Cette présentation se termine avec un aperçu de l’Algérie d’après 1962 avec des faits, seulement des faits, en image et sans polémique de l’Algérie d’après 1960, faisant d’Alger la capitale culturelle des mouvements tiers-mondistes dans la mouvance de Frantz Fanon accueillant notamment l’architecte Oscar Niemeyer exilé du Brésil et auteur de belles réalisations en cours de réfection.
Le catalogue rend compte de l’histoire du territoire algérien par un ensemble de textes et d’essais inédits de Nacéra Benseddik, Hélène Blais, Daho Djerbal, François Dumasy, Nadira Laggoune, Zahia Rahmani, Jean-Yves Sarazin, Nicolas Schaub, Todd Shepard, Fouad Soufi et Sylvie Thénault.
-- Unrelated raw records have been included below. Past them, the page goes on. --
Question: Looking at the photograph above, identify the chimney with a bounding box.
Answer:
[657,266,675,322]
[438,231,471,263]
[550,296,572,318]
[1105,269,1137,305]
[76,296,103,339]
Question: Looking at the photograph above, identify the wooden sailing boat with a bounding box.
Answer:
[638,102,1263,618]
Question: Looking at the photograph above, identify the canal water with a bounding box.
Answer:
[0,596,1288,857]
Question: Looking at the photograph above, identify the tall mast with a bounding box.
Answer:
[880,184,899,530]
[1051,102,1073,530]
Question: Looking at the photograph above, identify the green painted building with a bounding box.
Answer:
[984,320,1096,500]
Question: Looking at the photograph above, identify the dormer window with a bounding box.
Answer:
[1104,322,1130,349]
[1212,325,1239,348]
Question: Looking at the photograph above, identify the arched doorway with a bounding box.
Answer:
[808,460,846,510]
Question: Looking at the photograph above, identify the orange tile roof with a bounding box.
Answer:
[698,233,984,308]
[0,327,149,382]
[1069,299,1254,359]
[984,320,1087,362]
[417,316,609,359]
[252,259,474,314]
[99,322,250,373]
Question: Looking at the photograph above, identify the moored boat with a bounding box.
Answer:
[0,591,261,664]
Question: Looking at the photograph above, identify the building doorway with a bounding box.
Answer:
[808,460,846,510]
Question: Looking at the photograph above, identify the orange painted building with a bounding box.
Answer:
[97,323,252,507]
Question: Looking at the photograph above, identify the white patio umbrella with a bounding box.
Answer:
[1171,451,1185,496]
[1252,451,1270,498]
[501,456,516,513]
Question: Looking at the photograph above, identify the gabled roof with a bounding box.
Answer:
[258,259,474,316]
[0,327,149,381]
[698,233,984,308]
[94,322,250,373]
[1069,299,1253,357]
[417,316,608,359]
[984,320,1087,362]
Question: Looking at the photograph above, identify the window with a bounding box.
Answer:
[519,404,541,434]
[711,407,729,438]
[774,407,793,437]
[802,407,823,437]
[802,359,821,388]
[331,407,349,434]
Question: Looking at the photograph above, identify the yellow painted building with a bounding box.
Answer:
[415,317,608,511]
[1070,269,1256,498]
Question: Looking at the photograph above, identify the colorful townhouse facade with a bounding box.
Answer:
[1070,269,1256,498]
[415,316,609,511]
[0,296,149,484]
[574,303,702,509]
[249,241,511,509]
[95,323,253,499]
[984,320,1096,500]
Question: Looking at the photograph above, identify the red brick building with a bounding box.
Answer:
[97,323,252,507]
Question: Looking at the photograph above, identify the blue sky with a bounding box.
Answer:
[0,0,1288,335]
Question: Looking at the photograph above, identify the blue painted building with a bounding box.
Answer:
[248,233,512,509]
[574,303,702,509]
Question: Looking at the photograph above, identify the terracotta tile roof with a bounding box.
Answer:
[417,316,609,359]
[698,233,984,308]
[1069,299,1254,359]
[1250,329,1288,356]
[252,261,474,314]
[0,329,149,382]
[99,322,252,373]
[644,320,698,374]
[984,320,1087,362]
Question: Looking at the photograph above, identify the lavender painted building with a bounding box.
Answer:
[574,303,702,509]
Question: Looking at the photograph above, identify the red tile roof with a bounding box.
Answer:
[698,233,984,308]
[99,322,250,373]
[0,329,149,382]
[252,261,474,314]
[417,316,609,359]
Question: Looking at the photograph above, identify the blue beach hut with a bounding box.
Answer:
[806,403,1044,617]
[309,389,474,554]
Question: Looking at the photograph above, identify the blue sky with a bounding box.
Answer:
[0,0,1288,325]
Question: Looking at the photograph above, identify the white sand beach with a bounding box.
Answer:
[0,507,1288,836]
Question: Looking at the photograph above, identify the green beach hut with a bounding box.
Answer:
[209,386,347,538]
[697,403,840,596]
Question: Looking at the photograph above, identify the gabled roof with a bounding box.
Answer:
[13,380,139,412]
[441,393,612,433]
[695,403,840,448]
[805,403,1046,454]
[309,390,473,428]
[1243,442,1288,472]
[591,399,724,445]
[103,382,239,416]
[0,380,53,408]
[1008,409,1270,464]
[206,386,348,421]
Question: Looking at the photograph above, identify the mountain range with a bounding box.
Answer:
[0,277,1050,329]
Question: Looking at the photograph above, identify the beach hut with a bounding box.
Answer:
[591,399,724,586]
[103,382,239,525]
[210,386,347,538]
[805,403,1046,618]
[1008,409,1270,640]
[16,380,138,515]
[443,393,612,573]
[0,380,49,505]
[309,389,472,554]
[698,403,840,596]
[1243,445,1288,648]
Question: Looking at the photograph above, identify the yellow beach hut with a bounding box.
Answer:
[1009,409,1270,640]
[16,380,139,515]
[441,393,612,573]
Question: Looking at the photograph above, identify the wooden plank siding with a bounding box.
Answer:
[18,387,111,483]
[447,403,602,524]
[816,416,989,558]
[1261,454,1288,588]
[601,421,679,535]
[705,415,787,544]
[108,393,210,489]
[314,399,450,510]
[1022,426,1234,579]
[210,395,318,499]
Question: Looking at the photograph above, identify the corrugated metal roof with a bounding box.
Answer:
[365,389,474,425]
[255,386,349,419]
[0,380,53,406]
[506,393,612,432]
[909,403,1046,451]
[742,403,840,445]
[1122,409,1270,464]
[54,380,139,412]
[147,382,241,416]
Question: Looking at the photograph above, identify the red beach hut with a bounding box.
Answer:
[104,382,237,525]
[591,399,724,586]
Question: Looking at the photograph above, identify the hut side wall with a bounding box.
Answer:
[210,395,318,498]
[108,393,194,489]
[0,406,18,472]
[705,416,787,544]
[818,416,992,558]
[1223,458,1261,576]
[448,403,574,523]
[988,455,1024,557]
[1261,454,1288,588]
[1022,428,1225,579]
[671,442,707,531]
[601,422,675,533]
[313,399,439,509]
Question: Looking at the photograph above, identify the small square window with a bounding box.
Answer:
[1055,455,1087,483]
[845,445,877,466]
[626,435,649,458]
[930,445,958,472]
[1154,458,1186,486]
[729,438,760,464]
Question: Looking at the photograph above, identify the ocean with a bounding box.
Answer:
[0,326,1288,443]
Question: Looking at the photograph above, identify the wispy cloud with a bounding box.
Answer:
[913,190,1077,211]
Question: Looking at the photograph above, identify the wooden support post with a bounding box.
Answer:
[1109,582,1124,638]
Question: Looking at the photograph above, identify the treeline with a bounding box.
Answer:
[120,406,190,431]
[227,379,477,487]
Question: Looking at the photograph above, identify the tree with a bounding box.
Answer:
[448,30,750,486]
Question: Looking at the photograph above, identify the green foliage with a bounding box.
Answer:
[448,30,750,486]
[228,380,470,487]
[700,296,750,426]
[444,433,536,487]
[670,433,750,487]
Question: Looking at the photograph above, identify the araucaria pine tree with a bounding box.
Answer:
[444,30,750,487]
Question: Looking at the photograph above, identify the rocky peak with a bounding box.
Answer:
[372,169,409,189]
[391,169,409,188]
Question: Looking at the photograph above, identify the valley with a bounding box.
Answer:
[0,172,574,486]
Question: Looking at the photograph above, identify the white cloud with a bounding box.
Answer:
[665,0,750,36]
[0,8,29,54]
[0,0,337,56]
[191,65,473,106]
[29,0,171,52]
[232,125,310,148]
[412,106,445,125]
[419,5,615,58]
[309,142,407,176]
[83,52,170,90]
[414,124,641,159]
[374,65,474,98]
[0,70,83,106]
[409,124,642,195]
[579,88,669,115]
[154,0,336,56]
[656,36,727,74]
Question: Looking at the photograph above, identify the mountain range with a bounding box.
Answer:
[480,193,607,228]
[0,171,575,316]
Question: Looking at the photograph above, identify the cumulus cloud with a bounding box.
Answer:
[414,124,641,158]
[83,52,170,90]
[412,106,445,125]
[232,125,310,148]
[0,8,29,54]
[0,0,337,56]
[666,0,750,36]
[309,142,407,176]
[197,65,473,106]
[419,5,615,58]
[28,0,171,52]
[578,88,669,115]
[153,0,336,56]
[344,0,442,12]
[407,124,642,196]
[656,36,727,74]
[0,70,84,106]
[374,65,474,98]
Une collaboration exceptionnelle s’est exercée pour Made in Algeria entre trois institutions nationales : la BNF, l’INHA et le Mucem. L’exposition a bénéficié au cours de son élaboration du soutien bienveillant des autorités de la République algérienne démocratique et populaire, de son ministère de la Culture et de l’ambassade de France à Alger, rappellent les commissaires d’exposition.